Creo que con más frecuencia los políticos que llegan a gobernar, ni idea tienen lo que significa brindar un buen servicio desde un gobierno local. Como por ejemplo, en municipios con amplio acceso a internet, miles de ciudadanos aún tienen que acercarse a pagar sus arbitrios municipales de manera física en tiempos de pagos por banca móvil o en línea.

Las excusas de inicio de gestión se hacen visible. “Qué no hay presupuesto”, “nos dejaron bombas de tiempo con obras inconclusas”, “primero estamos ordenando la casa”, son algunas de las explicaciones que se dan ante la evidente desatención municipal.

Los vecinos reclaman de inmediato; agua y saneamiento, mantenimiento de calles, oportuno recojo de basura, más seguridad ciudadana, mejor ordenamiento de transporte y comercio ambulatorio entre otras preocupaciones.
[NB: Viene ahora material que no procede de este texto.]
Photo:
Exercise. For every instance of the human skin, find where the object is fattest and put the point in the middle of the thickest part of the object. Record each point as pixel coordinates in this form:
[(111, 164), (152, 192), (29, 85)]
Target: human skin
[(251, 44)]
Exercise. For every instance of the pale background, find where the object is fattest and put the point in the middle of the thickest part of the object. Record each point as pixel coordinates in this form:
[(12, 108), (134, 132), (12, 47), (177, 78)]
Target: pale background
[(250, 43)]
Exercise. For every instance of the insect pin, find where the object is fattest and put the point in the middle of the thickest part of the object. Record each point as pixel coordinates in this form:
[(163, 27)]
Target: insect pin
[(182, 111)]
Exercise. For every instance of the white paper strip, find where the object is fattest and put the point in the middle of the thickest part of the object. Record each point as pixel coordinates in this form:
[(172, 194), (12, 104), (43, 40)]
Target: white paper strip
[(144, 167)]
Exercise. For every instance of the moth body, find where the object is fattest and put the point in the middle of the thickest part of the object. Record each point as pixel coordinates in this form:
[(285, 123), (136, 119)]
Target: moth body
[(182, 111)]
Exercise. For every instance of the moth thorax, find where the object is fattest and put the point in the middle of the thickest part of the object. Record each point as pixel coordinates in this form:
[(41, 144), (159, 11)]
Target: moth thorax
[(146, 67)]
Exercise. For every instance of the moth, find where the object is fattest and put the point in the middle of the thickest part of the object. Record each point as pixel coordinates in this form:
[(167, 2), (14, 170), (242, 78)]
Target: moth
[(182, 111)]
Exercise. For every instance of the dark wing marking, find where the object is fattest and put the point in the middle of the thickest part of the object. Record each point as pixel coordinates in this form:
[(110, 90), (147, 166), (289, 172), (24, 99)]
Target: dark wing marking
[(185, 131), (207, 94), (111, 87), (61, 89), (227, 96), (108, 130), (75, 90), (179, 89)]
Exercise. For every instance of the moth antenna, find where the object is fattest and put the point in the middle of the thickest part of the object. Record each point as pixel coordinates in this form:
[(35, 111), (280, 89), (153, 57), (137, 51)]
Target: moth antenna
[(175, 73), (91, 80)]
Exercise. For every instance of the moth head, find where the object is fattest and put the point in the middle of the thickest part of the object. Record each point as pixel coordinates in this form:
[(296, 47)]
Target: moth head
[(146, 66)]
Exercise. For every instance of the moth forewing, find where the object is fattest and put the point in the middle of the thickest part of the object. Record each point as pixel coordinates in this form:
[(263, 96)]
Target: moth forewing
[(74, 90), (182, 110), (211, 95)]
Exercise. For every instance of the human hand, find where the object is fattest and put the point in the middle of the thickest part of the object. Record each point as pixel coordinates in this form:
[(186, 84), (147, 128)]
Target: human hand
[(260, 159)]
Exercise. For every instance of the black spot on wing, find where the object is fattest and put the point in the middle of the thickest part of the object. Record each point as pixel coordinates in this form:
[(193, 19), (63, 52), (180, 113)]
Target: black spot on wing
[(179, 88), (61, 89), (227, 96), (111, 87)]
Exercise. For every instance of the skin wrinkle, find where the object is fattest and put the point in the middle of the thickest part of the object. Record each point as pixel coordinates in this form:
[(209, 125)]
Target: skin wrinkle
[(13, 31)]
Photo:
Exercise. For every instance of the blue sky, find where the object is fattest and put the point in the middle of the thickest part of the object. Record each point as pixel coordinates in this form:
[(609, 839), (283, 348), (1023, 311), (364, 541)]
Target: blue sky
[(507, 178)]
Pero lo necesitan ya, y no después de meses. Entre otras cosas, demostrar poca eficacia al inicio de gestión, es la principal causa de perdida de credibilidad de los políticos que llegan a gobernar.

Los gobernantes pueden optar por dos caminos; el silencio ante la prensa es uno de ellos. Lo otro es tomar al toro por las astas, enfrentar los problemas y comunicarlo. Pero aun sin dar declaraciones, las desatenciones con los vecinos hablan por sí solas e incluso gritan a viva voz que se haga lo prometido durante la campaña. Realizar un buen gobierno, debería ser la primera preocupación de los políticos antes de soñar con otros cargos por puro cálculo político.